# (unter)Navibox /div ein und ausblenden



## mcmarek (30. Juli 2004)

Ich möchte unter meine Menüzeile beim überfahren der Maus eine Box bzw ein Div bereich ein und ausblenden lassen...

Hab ein tabellenloses layout und würde gern auf JS verzichten...
ein Beispiel wie es aussehen sollte könnte:

http://www.media-meter.de/Home

Wie kann ich also per per Mausover/out und CSS das jeweiligen Untermenue 
ein oder ausblenden bzw sichtbarmachen?
Hat jemand ein Beispiel?


----------



## King Euro (3. August 2004)

http://css.fractatulum.net/sample/menu2format_demo.htm 

Frag mich aber bitte nicht, wie man da Links reinbekommt... .

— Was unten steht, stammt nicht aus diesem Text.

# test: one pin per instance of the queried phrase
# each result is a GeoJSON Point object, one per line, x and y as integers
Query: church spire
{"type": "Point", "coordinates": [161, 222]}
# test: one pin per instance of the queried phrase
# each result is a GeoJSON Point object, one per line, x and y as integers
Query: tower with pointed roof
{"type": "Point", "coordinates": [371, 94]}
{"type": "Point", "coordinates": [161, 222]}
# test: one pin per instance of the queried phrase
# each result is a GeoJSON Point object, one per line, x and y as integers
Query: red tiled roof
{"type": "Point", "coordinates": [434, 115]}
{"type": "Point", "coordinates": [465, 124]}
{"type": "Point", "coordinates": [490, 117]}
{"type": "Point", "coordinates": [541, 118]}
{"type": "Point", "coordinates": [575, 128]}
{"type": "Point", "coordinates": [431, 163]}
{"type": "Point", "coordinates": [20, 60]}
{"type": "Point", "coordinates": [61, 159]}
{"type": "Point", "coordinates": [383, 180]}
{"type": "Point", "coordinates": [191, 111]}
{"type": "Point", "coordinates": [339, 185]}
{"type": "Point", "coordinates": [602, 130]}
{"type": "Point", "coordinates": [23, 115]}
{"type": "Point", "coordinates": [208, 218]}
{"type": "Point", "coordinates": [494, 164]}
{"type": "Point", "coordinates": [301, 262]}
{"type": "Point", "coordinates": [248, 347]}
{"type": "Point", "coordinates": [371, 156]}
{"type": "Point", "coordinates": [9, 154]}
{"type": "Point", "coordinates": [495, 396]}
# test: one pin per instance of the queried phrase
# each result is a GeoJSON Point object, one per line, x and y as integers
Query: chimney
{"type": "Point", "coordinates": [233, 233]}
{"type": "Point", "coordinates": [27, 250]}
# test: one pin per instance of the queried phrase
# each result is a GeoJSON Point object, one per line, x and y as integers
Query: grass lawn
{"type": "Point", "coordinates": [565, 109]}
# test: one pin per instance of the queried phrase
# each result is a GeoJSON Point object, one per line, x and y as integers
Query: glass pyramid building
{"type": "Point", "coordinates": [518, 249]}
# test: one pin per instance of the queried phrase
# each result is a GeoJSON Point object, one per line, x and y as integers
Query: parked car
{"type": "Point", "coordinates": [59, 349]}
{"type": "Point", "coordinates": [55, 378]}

Wenn es jemand weiß, bitte hier posten, ich versuche das nähmlich schon seit TAGEN!


----------



## Helge (4. August 2004)

Das geht leider mit CSS ( noch ) nicht, da der Internetexplorer das Pseudoelement :hover nur auf das <a> tag selber anwenden kann. 
Damit wäre jeder link im 'aufgeklappten' <a> mit der eigenschaft display: block ein <a> im <a> sprich: <a><a></a></a> und dass das nicht funktioniert könnt ihr sicher nachvollziehen
um also per link ein fenster mit weiteren links zu öffnen ist javascript nach wie vor unerlässlich und kann relativ einfach über onmouseover/out + js schnipsel der das visibility oder display attribut anspricht crossbrowser  zu lösen


----------